By Geoff Grant – Zoe Environmental Editor
More often than not, politics – and politicians – seems antithetical to environmental concerns. This week, we bring you the antithesis of those normally antithetical voices. We bring you hope. At least glimmers of hope, anyway, straight from the mouths and deeds of politicians, and politics, and the people empowered to make a difference: you.
U.K. Conservative Embraces Conservation
To deal with global climate change it will take a global approach, nations working with nations. So says the leading conservative politician for his country.

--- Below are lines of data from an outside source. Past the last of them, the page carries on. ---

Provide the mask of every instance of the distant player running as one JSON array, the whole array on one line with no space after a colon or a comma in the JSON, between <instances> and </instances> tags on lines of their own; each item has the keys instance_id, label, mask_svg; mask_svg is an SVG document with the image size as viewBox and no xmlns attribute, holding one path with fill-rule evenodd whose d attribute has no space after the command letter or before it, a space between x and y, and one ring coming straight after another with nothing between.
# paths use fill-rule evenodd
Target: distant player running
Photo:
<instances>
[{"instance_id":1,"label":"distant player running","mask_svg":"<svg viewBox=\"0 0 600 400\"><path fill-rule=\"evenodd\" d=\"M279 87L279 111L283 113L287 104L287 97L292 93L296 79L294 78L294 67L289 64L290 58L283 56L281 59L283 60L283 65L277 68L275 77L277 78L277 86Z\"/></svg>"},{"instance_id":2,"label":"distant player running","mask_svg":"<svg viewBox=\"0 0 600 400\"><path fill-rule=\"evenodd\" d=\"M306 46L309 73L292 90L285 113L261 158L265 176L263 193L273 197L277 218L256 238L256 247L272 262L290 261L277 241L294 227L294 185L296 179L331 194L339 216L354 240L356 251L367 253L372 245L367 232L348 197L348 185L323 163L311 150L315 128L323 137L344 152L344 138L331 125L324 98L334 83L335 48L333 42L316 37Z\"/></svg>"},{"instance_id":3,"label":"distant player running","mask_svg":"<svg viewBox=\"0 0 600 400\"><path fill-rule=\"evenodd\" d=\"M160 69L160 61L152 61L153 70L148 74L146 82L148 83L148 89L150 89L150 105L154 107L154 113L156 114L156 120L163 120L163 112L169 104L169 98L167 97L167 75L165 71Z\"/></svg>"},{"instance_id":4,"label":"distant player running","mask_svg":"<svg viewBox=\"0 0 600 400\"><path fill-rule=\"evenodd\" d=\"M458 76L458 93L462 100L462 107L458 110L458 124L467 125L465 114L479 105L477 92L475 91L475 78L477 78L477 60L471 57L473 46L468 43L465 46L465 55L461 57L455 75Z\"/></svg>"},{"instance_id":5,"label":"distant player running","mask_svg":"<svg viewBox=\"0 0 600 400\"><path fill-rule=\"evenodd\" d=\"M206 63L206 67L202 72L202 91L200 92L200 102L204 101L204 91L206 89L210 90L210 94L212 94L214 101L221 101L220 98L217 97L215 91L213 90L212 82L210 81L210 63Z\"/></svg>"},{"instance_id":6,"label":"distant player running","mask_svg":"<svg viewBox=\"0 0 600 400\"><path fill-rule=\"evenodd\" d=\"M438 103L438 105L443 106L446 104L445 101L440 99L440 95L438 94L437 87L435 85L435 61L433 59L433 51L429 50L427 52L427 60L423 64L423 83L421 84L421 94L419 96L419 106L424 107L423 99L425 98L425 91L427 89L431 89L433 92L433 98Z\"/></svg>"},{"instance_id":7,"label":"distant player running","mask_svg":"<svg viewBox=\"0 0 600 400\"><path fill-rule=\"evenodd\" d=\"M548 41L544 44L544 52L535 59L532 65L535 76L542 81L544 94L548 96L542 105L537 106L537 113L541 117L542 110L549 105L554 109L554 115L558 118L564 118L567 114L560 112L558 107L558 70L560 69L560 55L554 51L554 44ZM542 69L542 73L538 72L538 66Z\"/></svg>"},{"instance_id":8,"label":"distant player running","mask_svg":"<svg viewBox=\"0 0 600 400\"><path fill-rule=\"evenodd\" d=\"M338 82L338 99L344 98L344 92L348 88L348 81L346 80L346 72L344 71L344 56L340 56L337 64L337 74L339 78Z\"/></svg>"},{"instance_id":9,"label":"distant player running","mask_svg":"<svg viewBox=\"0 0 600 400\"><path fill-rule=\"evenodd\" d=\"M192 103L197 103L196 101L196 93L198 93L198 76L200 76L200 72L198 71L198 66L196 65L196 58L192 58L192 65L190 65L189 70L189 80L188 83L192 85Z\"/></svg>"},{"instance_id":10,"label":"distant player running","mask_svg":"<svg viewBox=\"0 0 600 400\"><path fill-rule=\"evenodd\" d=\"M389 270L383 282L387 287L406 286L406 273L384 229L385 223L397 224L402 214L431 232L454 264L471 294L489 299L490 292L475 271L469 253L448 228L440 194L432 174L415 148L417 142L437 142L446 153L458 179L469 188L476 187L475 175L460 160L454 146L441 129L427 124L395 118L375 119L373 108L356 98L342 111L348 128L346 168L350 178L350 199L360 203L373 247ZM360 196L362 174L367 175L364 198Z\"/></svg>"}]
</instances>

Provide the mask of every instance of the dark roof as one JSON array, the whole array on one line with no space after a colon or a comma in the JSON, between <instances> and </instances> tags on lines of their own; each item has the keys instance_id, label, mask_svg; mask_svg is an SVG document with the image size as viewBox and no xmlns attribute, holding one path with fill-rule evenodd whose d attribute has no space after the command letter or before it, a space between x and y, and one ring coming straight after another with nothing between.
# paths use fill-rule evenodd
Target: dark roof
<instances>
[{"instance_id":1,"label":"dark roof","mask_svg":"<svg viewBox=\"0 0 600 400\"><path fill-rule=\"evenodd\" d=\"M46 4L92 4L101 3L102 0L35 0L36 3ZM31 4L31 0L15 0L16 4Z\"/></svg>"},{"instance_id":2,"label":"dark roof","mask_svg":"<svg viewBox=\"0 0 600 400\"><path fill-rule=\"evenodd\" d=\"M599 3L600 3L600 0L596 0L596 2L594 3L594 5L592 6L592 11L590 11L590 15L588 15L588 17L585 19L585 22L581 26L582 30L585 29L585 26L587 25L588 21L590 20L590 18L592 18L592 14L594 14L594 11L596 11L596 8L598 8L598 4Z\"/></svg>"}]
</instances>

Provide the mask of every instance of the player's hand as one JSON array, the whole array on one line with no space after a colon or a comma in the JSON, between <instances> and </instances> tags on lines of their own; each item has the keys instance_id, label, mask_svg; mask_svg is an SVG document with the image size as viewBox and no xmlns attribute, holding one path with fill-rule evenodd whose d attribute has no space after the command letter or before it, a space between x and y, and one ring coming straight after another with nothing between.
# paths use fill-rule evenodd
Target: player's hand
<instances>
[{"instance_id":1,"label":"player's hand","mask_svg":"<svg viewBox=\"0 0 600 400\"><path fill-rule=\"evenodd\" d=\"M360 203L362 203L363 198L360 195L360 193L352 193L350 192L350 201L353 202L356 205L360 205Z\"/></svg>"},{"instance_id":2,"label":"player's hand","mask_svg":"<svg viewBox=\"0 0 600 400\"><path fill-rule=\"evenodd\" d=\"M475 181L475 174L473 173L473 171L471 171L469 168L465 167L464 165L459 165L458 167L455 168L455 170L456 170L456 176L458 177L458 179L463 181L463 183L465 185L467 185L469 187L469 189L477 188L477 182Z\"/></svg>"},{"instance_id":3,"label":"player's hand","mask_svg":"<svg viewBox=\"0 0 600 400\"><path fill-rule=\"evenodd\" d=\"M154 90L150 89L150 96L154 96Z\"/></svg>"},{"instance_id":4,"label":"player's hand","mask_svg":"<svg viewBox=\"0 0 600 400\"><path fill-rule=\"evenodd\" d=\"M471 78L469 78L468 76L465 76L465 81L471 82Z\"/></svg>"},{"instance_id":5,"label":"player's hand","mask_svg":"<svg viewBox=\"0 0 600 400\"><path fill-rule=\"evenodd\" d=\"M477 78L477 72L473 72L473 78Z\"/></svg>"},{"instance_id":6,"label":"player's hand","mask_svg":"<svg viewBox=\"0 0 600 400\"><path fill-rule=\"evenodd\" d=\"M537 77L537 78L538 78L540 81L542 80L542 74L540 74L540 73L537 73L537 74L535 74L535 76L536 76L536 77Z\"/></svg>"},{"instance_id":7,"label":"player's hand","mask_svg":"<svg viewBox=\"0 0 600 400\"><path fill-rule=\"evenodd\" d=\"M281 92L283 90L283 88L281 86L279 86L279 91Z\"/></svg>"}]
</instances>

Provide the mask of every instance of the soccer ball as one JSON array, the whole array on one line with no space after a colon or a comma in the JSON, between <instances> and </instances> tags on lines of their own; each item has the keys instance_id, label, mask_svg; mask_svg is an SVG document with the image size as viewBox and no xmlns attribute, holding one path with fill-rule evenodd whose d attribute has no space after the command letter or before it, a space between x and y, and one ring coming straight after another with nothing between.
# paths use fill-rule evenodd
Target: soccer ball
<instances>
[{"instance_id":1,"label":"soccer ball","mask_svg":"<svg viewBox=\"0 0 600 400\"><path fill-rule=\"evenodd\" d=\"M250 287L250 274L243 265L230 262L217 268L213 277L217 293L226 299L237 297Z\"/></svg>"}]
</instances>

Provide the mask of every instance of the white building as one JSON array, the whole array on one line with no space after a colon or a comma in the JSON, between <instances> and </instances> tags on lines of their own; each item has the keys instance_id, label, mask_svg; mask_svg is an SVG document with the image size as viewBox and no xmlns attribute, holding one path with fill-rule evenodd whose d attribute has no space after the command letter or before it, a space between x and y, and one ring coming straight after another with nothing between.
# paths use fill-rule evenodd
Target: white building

That politician would be British Prime Minister David Cameron, who said last week that a fragmented approach to limiting greenhouse gas emissions was not the answer.
“The UK and EU have very aggressive targets for reducing our carbon emissions,” said Cameron, speaking to the Governors’ Global Climate Summit in Davis, CA, an event hosted by California Governor Arnold Schwarzenegger. “But we need to work towards a global deal, otherwise we’re all going to do our own individual bit. If we can’t get the whole of the U.S. and China on board, we’re not going to get the kind of action we need to prevent dangerous climate change.”
Cameron was speaking in advance of the Cancun Climate Change Conference, to be held Nov. 29 – Dec. 16 in Cancun, Mexico. The goal of that annual conference is to get countries working together toward reducing greenhouse gas emissions and lower global warming. So far, 187 countries/states have signed and committed to the legally binding agreement (the Kyoto Protocol). The U.S. is not among them.
“We should be really aggressive about driving forward green change in our own countries, regions and states so we can convince everyone in the world that this is not an anti-growth agenda, it’s a progress agenda that’s essential for saving our planet,” Cameron said. “The best thing we can do between now and Cancun and then on to South Africa is show that green growth makes sense.”
Cameron was not shy in criticizing the Chinese for resisting the monitoring of their emissions, which proved to be a major sticking point at last December’s convention in Copenhagen. He also chastised the U.S. for dragging its feet on committing to the international document.